Such fears are not far-fetched. South Korea's Minister of Defense declared recently that Seoul would not participate in U.S. TMD plans because it was "not an effective countermeasure" against North Korean missiles and would "also arouse concern from neighboring countries."51 South Korea is reported to prefer building offensive ballistic missiles to deter missile threats from North Korea.52 Seoul's apparent lack of concern about China's missiles is unfortunate. Effective missile defense in Northeast Asia requires the cooperation of Japan, South Korea, and the United States. American early warning satellites, and even eventual space-based anti-missile systems, will be necessary for the effective missile defense of both countries. For example, to prevent Chinese missiles fired at Japan from being shot down over Korea will require the cooperation of Japan, the U.S., and South Korea. It is necessary to secure Seoul's future cooperation in missile defense.
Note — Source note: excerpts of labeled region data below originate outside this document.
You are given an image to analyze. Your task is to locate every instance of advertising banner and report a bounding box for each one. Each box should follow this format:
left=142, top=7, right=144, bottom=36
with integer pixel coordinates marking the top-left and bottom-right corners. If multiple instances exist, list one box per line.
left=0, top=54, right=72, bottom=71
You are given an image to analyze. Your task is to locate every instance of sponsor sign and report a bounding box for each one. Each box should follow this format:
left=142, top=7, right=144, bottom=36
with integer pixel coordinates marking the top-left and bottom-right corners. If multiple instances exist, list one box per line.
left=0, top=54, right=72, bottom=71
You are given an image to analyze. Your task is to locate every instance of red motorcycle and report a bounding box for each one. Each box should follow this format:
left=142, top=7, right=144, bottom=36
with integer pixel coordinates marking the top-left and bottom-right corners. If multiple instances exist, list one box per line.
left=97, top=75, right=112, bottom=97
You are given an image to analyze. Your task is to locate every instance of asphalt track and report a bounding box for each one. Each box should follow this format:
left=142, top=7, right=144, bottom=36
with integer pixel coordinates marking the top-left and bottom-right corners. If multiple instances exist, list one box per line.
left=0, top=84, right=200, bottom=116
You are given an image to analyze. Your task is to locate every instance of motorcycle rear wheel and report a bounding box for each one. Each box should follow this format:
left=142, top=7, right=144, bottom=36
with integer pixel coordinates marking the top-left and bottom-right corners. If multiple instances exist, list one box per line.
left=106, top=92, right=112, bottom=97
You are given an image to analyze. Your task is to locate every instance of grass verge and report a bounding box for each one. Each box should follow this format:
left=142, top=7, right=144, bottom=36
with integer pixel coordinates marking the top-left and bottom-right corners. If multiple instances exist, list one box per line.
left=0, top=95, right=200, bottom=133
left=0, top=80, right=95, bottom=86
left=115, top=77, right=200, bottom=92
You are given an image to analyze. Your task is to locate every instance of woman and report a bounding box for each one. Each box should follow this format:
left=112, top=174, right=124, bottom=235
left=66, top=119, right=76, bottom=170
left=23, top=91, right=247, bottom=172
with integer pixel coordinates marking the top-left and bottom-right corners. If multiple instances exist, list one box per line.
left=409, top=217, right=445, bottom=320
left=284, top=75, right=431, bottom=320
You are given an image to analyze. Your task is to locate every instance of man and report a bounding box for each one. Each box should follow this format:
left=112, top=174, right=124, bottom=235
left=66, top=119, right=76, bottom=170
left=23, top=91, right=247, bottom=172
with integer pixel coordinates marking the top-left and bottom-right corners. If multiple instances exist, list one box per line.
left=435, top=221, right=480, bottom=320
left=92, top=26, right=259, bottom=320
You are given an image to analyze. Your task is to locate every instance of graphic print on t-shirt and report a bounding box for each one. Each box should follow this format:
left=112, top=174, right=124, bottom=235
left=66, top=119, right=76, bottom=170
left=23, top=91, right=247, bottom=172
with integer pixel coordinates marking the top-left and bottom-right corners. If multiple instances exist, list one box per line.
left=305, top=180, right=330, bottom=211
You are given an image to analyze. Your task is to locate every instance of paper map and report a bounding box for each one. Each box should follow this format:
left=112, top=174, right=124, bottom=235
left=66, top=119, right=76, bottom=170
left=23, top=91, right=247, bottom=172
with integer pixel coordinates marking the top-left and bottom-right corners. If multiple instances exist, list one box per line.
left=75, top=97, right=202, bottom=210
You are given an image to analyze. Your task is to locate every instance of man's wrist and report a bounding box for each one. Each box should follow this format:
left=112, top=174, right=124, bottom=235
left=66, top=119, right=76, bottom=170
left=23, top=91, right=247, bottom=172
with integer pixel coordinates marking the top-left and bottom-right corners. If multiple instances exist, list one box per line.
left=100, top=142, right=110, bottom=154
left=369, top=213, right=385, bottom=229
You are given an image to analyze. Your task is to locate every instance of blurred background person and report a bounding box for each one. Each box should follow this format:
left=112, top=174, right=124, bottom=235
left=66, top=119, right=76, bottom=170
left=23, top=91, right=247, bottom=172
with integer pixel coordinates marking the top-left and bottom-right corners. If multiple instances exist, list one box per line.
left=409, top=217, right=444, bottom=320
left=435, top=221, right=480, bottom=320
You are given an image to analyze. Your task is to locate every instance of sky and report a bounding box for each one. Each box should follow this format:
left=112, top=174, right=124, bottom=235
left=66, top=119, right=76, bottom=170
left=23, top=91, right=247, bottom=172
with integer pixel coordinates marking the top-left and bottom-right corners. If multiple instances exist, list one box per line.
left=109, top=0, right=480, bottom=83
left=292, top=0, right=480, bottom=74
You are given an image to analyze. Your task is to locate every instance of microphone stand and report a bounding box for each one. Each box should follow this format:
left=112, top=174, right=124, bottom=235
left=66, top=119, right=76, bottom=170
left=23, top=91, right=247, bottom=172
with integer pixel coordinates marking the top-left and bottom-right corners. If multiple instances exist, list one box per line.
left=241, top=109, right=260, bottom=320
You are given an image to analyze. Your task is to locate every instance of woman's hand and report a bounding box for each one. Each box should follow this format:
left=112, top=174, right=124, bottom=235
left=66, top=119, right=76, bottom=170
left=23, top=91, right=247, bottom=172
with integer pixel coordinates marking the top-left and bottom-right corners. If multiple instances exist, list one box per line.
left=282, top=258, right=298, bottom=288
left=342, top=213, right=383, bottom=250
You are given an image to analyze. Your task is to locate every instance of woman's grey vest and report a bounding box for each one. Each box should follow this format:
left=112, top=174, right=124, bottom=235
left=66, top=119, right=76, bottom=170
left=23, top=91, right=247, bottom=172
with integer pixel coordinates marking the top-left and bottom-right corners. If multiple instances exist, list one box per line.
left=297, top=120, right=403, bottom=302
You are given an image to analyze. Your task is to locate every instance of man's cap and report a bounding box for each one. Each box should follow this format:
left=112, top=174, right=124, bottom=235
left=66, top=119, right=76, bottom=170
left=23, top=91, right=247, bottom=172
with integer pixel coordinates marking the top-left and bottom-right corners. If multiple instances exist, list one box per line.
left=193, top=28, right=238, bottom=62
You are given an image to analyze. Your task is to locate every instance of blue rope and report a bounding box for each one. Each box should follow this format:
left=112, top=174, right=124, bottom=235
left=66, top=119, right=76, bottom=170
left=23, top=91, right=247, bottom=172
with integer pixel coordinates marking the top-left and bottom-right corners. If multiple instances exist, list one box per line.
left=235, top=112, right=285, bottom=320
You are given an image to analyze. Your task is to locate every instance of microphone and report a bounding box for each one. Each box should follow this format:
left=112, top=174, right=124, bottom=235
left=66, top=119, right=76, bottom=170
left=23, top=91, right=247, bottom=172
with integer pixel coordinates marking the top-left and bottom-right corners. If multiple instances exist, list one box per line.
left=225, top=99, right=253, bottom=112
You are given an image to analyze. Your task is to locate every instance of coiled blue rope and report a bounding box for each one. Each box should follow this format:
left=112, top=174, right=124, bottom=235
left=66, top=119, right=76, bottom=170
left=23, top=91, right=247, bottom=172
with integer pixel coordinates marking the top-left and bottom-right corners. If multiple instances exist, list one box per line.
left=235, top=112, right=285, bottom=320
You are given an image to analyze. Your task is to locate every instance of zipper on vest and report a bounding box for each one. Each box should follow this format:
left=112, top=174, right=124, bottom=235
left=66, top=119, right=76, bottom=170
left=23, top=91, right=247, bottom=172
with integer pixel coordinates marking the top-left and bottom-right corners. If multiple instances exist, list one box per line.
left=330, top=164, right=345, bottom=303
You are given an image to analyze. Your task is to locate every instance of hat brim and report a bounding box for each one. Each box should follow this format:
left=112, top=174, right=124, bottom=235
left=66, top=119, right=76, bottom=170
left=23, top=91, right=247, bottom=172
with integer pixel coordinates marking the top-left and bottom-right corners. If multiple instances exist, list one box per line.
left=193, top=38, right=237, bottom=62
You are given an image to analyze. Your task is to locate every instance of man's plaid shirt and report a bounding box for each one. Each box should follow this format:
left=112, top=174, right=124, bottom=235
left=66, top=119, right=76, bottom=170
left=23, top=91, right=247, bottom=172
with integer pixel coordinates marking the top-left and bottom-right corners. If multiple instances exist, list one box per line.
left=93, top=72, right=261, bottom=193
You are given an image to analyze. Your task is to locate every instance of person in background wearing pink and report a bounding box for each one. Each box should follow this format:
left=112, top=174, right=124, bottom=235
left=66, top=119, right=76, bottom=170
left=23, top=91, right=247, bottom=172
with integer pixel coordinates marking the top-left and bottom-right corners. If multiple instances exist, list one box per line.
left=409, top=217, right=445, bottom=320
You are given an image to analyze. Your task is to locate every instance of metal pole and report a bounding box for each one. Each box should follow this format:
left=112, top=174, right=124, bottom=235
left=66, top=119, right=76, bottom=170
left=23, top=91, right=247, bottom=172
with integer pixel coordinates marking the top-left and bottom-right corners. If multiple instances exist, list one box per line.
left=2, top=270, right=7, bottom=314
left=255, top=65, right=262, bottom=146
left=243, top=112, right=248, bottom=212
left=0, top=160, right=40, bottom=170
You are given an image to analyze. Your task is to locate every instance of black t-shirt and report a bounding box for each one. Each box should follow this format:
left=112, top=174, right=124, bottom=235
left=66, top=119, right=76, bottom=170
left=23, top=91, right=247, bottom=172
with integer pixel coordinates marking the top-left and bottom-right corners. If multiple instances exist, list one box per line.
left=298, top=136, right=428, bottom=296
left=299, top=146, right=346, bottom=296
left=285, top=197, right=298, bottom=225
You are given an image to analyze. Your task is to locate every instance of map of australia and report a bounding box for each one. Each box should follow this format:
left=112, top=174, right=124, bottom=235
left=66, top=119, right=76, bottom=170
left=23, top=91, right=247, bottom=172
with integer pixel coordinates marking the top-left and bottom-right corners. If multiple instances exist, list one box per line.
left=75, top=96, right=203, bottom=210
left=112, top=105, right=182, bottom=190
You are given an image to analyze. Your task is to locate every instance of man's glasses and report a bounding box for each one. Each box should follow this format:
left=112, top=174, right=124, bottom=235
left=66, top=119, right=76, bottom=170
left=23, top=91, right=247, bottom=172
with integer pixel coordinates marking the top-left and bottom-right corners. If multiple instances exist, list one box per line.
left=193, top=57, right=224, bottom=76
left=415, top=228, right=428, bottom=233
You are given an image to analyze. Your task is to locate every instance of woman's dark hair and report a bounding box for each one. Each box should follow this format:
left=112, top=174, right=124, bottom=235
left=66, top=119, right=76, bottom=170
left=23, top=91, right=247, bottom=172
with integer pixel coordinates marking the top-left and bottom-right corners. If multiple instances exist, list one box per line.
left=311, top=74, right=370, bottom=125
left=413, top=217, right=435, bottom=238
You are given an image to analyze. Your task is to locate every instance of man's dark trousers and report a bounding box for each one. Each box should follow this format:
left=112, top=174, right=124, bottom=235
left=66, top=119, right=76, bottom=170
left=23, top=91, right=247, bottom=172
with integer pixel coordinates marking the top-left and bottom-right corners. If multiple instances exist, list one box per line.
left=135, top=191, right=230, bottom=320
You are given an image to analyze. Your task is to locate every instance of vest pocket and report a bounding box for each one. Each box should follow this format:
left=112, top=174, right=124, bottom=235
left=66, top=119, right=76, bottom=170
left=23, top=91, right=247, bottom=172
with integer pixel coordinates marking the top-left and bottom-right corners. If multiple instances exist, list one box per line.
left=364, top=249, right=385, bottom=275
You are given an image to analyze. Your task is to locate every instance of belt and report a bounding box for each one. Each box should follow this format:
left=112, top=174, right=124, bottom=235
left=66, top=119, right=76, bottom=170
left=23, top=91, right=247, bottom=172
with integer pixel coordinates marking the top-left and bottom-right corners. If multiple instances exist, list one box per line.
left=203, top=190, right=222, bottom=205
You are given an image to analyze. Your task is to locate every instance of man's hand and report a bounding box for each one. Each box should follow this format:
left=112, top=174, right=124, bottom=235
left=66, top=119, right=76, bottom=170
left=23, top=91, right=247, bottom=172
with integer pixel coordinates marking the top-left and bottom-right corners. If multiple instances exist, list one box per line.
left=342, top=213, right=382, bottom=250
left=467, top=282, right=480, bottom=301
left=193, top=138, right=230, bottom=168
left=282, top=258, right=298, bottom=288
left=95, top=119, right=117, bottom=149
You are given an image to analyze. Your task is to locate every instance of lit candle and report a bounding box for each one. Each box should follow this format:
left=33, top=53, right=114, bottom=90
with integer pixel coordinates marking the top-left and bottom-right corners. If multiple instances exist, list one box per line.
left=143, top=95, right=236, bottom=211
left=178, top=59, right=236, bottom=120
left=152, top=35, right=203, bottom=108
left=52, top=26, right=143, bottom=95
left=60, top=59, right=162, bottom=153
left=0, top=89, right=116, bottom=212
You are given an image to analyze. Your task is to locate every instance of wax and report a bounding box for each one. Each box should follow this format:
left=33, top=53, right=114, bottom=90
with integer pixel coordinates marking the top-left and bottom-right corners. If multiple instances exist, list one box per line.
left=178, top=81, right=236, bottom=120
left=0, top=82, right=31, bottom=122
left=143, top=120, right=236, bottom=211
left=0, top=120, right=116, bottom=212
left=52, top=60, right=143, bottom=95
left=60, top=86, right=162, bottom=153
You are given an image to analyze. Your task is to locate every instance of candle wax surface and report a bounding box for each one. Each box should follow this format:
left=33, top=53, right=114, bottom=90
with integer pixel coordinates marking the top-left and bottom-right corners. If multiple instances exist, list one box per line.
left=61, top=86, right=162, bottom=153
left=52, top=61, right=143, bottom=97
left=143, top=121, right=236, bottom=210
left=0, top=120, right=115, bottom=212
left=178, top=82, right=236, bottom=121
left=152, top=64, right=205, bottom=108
As it used missiles to help force a limitation of U.S. political support for Taiwan, China is now using its opposition to U.S. missile defense to further weaken American support for Taiwan. While not a treaty ally, the United States maintains defense guarantees under the 1979 Taiwan Relations Act, which stipulates that the United States will sell Taiwan arms of a "defensive character." If the U.S. bowed to China's demands and did not sell missile defense equipment to Taiwan, that violation of the TRA's arms sales provision would call into question Washington's broader commitment to the TRA. China probably would then apply even greater political and even military pressure on Taiwan to force unification on terms that might limit Taiwan's newly developed democracy. Other U.S. allies and friends in Asia understandably would regard such an abandonment of Taiwan as the end of the period of American leadership in Asia and begin to seek a strategic accommodation with China.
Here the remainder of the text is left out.